(Patria) - Der Vorsitzende der Delegation der Parlamentarischen Versammlung von Bosnien und Herzegowina (PSBiH) in der Parlamentarischen Versammlung des Europarats (PACE) Saša Magazinović sprach auf der
Plenarsitzung dieses Gremiums, das in Straßburg stattfindet. Magazinović sprach über den Bericht zum Thema „Die Rolle des Europarats bei der Konfliktprävention, der Wiederherstellung der Glaubwürdigkeit internationaler Institutionen und der Förderung des globalen Friedens“.
In seiner Rede betonte Magazinović, dass die Sicherheit und Stabilität des Westbalkans gefährdet sei, die Erwartung eines neuen Krieges zur Normalität geworden sei und Vorfälle größeren Ausmaßes, die das Sicherheitsgefühl beeinträchtigen, immer häufiger vorkämen.

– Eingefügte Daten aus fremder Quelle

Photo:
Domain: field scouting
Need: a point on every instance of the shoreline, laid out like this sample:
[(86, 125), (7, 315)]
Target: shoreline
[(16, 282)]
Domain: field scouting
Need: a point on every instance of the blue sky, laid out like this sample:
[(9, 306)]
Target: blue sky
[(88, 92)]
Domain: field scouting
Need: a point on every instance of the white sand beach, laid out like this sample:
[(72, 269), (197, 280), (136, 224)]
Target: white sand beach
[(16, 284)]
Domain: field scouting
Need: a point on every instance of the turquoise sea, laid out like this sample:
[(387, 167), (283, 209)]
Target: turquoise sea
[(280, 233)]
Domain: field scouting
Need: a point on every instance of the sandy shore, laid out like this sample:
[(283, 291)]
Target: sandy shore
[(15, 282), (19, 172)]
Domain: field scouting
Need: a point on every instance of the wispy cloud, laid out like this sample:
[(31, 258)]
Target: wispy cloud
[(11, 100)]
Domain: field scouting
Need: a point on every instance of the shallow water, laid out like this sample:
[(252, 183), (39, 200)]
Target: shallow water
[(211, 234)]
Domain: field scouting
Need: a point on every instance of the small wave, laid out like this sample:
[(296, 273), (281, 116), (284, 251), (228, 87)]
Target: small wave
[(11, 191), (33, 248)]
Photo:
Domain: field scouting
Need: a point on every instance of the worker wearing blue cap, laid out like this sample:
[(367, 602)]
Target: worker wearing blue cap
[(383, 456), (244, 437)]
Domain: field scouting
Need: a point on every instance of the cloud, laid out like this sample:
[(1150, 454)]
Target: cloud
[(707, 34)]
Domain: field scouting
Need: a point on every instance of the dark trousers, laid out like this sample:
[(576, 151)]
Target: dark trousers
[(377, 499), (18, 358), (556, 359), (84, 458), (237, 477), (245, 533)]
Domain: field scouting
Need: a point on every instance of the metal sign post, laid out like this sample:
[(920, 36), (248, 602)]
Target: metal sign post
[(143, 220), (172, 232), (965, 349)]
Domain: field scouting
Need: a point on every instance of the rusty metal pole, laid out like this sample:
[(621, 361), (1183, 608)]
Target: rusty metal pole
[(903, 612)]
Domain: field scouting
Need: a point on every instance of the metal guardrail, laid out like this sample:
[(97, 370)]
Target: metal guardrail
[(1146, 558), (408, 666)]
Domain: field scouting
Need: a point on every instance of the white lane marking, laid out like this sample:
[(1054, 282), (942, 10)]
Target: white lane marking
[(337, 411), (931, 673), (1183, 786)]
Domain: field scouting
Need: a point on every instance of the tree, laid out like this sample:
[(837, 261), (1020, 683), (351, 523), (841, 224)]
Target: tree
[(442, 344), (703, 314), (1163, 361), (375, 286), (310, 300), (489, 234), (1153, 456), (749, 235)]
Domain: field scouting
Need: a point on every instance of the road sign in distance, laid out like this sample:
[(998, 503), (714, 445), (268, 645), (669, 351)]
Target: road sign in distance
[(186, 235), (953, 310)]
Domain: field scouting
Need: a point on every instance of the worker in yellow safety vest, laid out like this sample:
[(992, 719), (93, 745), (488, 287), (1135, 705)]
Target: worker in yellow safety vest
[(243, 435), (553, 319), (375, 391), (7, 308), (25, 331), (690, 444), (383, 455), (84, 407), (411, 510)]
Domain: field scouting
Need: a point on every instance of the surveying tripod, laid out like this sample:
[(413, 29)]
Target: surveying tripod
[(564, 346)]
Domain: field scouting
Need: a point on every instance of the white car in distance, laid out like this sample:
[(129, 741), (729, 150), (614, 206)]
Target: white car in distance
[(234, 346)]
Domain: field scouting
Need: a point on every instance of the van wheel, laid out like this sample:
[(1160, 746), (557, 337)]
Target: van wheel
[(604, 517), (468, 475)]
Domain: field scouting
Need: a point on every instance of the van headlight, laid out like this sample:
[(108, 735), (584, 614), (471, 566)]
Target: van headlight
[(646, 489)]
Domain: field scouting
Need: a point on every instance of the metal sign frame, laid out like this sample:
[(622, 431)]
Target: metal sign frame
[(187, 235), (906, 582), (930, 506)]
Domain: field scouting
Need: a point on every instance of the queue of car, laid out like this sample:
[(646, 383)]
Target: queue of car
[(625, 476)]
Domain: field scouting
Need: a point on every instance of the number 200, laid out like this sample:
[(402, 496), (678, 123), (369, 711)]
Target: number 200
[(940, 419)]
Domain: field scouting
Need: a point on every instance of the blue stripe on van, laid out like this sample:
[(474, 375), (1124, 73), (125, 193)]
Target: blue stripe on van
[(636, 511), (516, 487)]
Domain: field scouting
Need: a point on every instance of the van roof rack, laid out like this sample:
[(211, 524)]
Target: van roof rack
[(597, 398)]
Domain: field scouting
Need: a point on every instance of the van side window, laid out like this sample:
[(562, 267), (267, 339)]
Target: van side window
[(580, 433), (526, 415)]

Er fügte hinzu, dass internationale Gremien diplomatische Rhetorik verwenden, die keine Ergebnisse bringe, und stellte die Frage, ob es an der Zeit sei, die Europäische Menschenrechtskonvention, die das Recht auf Freiheit und Sicherheit definiert, um das „Menschenrecht auf ein Leben frei von der Angst vor einem neuen Konflikt“ zu ergänzen?
Magazinović sagte weiter, er stimme der These zu, dass die Kosten eines Krieges immer um ein Vielfaches höher seien als die Kosten der Prävention, betonte aber auch, dass diejenigen, die sich für die Prävention und Beendigung von Kriegen einsetzen, wie der Europarat und die internationale Gemeinschaft als Ganzes, die Glaubwürdigkeit besitzen müssen, die sich über Jahre hinweg aufbaut und sehr schnell und leicht verloren geht.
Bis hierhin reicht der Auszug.